Meski ia hanya diberi gelar Viscount, Riche yang duduk santai di gedung Persekutuan Tentara Bayaran sambil memakan kacang, merasa bahwa dirinya hampir tidak berubah dari masa lalu.

 

Perasaan pada saat itu… Wah, memalukan, bukan?

 

Aneh sekali. Sampai sekarang, aku tidak pernah merasa malu atau risih di depan siapa pun…

 

“Jangan pikirkan itu lagi. Masih banyak yang harus dilakukan.”

 

Dia mendesah dan, seolah tiba-tiba teringat sesuatu, memanggil seorang pelayan.

 

Lalu dia menunjuk beberapa barang yang telah dipungutnya kepada pembantu yang datang berlari.

 

“Bawa ini ke kamar ‘wanita itu’.”

 

“‘Wanita itu’…? Ah! Aku mengerti.”

 

Pelayan itu segera menyadari siapa ‘wanita itu’ dan membawa nampan perak.

 

Sambil menyaksikan alat tulis mahal, pena, tinta, dan sebagainya diletakkan satu per satu di atas nampan perak, Riche berharap Idel tidak akan menertawakannya, setidaknya saat melihat benda-benda itu.

 

* * *

 

“Kerja bagus hari ini, Daisy.”

 

“Pastikan kau beristirahat dengan baik, Suster.”

 

Kembali ke kamarnya setelah bertukar salam dengan Daisy di kamar sebelah, mata Idel terbelalak. Di atas meja kecil lusuh itu diletakkan alat tulis berkualitas tinggi, sebuah amplop, tinta, dan sebuah pena.

 

“Oh!
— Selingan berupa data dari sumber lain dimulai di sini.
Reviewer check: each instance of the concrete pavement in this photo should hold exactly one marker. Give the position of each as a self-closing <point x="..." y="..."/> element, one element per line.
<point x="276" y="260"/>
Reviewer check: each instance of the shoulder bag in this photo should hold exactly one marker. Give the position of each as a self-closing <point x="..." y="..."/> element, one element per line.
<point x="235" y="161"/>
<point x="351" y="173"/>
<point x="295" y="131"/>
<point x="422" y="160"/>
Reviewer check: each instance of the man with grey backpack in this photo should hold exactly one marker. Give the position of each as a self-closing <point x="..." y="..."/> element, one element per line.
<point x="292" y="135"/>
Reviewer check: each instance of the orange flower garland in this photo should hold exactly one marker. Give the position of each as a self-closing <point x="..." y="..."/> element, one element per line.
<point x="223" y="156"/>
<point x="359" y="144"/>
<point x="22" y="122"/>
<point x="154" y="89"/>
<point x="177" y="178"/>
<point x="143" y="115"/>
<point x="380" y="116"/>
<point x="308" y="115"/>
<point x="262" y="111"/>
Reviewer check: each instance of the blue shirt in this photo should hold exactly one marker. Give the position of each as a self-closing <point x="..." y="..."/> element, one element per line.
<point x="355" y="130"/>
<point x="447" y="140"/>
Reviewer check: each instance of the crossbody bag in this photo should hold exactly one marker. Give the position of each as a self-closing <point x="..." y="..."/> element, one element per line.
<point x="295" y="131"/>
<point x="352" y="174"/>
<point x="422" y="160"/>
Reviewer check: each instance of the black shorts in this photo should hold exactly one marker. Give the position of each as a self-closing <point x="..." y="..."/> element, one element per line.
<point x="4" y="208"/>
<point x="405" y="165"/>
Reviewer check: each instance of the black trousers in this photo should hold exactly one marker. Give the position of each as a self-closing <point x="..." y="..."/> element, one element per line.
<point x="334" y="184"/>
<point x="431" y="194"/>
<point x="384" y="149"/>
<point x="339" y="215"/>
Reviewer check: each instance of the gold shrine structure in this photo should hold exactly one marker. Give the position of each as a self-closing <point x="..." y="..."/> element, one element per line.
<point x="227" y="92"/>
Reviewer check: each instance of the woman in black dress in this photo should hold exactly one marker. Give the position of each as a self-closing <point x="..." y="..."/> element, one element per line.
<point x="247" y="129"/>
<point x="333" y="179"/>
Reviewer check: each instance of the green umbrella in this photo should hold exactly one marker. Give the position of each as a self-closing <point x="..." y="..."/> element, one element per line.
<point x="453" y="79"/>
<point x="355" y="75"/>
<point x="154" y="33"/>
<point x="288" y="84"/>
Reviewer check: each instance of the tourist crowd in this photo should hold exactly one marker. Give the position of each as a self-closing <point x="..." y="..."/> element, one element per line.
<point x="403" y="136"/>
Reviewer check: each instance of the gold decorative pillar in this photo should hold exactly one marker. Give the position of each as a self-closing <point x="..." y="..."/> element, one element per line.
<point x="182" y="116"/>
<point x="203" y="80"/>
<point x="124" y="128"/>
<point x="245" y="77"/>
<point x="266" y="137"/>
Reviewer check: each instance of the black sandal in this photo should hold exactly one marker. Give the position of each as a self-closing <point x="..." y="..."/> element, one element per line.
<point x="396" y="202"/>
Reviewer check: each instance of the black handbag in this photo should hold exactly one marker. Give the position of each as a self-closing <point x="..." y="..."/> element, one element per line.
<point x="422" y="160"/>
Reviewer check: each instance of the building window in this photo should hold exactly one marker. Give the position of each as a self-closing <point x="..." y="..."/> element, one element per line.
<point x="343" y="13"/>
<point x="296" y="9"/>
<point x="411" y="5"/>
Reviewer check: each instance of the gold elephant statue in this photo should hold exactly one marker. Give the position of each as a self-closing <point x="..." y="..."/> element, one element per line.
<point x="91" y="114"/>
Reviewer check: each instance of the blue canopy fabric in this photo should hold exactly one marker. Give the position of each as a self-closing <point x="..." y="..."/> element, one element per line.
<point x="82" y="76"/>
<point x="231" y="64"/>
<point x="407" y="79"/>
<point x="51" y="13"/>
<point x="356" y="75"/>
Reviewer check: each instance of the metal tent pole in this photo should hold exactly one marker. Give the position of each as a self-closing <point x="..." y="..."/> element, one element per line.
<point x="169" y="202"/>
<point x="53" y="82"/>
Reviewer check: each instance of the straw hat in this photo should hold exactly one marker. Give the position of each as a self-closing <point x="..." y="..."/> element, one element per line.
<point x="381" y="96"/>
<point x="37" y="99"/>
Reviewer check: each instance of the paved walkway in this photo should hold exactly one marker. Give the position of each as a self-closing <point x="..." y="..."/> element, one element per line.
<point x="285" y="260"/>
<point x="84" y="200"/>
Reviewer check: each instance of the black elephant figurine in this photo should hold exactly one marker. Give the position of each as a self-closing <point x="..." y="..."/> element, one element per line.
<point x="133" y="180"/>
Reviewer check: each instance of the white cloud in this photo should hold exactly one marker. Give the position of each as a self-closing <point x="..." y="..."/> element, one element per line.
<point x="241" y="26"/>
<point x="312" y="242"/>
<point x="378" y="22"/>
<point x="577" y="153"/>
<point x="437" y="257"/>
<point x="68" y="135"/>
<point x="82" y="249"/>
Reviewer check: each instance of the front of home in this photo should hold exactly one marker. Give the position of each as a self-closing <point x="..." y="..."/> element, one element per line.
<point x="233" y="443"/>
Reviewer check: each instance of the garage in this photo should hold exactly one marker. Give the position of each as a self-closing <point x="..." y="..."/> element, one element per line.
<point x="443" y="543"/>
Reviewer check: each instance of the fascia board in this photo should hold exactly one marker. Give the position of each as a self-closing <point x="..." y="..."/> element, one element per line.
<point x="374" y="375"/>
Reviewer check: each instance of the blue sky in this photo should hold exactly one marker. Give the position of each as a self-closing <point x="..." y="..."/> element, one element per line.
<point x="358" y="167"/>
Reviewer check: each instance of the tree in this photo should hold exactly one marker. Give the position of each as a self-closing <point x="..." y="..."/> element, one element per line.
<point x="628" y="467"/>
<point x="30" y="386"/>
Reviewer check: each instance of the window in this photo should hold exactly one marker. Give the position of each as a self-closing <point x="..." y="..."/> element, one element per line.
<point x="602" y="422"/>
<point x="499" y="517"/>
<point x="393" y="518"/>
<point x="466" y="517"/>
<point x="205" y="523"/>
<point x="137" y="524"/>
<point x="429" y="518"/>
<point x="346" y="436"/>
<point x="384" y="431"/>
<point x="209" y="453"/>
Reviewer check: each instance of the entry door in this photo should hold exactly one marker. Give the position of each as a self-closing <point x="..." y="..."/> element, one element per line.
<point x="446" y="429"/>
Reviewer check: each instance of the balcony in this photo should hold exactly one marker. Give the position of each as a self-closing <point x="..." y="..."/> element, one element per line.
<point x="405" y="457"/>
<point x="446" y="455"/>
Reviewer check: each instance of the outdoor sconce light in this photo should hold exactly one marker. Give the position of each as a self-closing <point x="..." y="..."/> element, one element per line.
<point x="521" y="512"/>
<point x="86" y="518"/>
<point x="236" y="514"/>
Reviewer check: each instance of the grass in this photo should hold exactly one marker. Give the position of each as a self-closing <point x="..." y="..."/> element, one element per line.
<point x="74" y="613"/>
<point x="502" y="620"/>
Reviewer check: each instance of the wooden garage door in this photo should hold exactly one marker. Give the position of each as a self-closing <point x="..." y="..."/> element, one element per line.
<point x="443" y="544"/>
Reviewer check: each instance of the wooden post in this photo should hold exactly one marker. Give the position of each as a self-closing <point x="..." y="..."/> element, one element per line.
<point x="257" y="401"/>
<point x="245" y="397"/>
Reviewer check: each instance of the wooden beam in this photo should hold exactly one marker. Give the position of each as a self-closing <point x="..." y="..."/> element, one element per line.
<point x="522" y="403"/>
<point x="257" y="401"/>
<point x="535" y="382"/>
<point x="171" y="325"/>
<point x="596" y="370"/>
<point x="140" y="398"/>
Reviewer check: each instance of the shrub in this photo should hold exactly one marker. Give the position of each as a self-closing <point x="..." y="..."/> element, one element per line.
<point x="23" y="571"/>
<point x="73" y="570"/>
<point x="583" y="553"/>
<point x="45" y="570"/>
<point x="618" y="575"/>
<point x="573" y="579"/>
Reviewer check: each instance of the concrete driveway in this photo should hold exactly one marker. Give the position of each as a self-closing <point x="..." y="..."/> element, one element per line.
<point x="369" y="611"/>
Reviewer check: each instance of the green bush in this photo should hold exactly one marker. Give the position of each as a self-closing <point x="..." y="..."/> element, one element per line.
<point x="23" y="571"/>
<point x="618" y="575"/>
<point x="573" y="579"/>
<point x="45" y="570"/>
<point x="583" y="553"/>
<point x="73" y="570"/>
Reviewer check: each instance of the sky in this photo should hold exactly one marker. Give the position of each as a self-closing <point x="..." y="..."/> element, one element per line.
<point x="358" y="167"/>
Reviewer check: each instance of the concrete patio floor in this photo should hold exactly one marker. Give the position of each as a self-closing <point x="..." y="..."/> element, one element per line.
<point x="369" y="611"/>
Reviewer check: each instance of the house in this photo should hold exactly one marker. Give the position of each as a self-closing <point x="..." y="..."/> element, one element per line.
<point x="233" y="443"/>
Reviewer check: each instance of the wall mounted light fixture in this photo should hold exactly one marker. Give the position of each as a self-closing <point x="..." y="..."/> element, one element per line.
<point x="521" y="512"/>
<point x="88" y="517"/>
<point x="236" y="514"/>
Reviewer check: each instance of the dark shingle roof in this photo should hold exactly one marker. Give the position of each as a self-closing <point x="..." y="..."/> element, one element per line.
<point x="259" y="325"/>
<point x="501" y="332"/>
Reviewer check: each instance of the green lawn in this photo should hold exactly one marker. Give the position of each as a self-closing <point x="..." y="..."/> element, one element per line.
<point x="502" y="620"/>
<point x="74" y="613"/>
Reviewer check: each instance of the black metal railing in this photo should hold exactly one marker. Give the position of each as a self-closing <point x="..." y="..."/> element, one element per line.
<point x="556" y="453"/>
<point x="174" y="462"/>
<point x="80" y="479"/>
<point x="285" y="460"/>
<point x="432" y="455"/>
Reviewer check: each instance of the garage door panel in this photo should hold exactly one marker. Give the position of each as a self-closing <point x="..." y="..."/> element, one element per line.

Tuan Muda Chryseros….”

 

Dia sempat ragu untuk menuliskan balasan langsung atas permintaan Barbara, tetapi melihat perlengkapan alat tulis yang dipersiapkan seperti ini, hatinya pun berbunga-bunga lagi.

 

Ada banyak hal yang ingin dia katakan kepadanya, tetapi Idel berusaha sebisa mungkin untuk tidak terlalu bersemangat saat dia mengambil pena itu.

 

“Yang terhormat Viscountess Celestine Viscountess,”

 

Setelah menulis satu baris itu, dia menatapnya lama sekali.

 

Sebelumnya, dimulai dengan ‘Barbara yang terkasih dan terhormat,’ tetapi sekarang tampaknya itu tidak pantas.

 

Dia bukan lagi seorang bangsawan, hanya seorang pelayan biasa.

 

“Saya tidak tahu bagaimana cara mengungkapkan rasa terima kasih saya kepada Nyonya terhormat yang mengkhawatirkan orang berdosa ini tanpa melupakannya. Saya mengerti bahwa Anda mungkin khawatir, tetapi saya baik-baik saja….”

 

Mudah untuk memulai, tetapi dia ragu-ragu ketika harus menjelaskan situasinya.

 

Daripada meyakinkan Barbara dengan kebohongan, lebih baik dia menjelaskan betapa beruntungnya dia melihat situasinya saat ini, tetapi dia tidak yakin kata-kata mana yang akan menyampaikan ketulusannya dengan tepat.

 

“Aku tidak mampu mengganggu mata Marquess Chryseros dengan menulis sesuatu yang bisa menyinggung….”

 

Karena tidak ingin membuang-buang kertas, Idel menulis ulang kalimat-kalimat itu beberapa kali, menghentikan pena berkali-kali untuk merevisinya dalam benaknya. Hasilnya, baru setelah lewat tengah malam ia akhirnya menyelesaikan surat itu.

 

“…Selain itu, saya berdoa dengan sungguh-sungguh untuk kesehatan dan kesejahteraan Bunda Maria.

 

– Dengan rasa hormat dan kasih sayang yang tak terhingga, Idel.”

 

Setelah memberi titik terakhir, dia membaca lagi surat itu dengan hati-hati, memeriksa apakah ada kesalahan ejaan atau kalimat yang dapat disalahpahami.

 

Untungnya, karena dia telah dengan hati-hati memilih kata-katanya sejak awal, tampaknya tidak ada masalah besar.

 

Idel melipat surat itu lagi, menahan keinginan untuk menulis lebih banyak lagi.

 

“Apakah Barbara akan menerima surat ini dengan hangat?”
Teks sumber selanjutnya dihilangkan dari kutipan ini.